Der Haushaltsausschuss des Reichstages hat am Dienstag die allgemeine Aussprache über das geplante Reichsgesetz gegen den Alkoholmissbrauch eröffnet.[1][2] Im Mittelpunkt der parlamentarischen Debatte stand dabei die umstrittene Einführung eines Gemeindebestimmungsrechtes.[1][3] Diese rechtliche Neuerung würde den Kommunen weitreichende Befugnisse in der Regulierung des lokalen Schankwesens einräumen.

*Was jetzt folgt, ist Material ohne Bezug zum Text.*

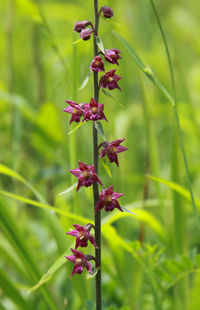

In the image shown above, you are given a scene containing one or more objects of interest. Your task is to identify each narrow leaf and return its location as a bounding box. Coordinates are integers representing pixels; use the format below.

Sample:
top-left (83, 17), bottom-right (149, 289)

top-left (58, 182), bottom-right (77, 196)
top-left (95, 121), bottom-right (106, 141)
top-left (101, 159), bottom-right (112, 178)
top-left (79, 71), bottom-right (92, 90)
top-left (68, 122), bottom-right (86, 135)
top-left (0, 269), bottom-right (28, 309)
top-left (121, 206), bottom-right (139, 216)
top-left (96, 37), bottom-right (105, 54)
top-left (86, 267), bottom-right (100, 280)
top-left (72, 39), bottom-right (82, 44)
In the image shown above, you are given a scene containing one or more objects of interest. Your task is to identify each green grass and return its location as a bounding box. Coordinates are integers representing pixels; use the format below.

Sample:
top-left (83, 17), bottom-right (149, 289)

top-left (0, 0), bottom-right (200, 310)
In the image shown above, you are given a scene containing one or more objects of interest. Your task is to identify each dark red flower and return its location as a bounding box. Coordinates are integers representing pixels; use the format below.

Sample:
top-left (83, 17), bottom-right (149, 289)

top-left (95, 185), bottom-right (124, 213)
top-left (69, 160), bottom-right (103, 191)
top-left (99, 139), bottom-right (128, 166)
top-left (63, 100), bottom-right (83, 125)
top-left (104, 48), bottom-right (121, 66)
top-left (81, 28), bottom-right (94, 41)
top-left (83, 98), bottom-right (107, 121)
top-left (74, 20), bottom-right (91, 32)
top-left (66, 223), bottom-right (97, 249)
top-left (90, 56), bottom-right (105, 72)
top-left (101, 5), bottom-right (113, 18)
top-left (99, 69), bottom-right (122, 90)
top-left (65, 249), bottom-right (95, 277)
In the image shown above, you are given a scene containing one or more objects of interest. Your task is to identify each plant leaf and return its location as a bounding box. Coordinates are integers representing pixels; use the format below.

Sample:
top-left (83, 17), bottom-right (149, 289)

Wie das Hamburger Echo berichtet, wandte sich der sozialdemokratische Abgeordnete Sollmann in seiner Rede scharf gegen die gegen den Ausschuss gerichtete Agitation.[3] Nach seinen Worten versuchen die Gegner des Entwurfs, durch Übertreibungen der Bevölkerung einzureden, das Gemeindebestimmungsrecht komme einer vollständigen Trockenlegung Deutschlands gleich.[3] Sollmann widersprach dieser Gleichsetzung entschieden.[1] Vielmehr gehe es darum, den Anreiz zum Alkoholgenuss systematisch zu verringern und insbesondere den Branntwein aus den Wirtschaften zu entfernen.[2]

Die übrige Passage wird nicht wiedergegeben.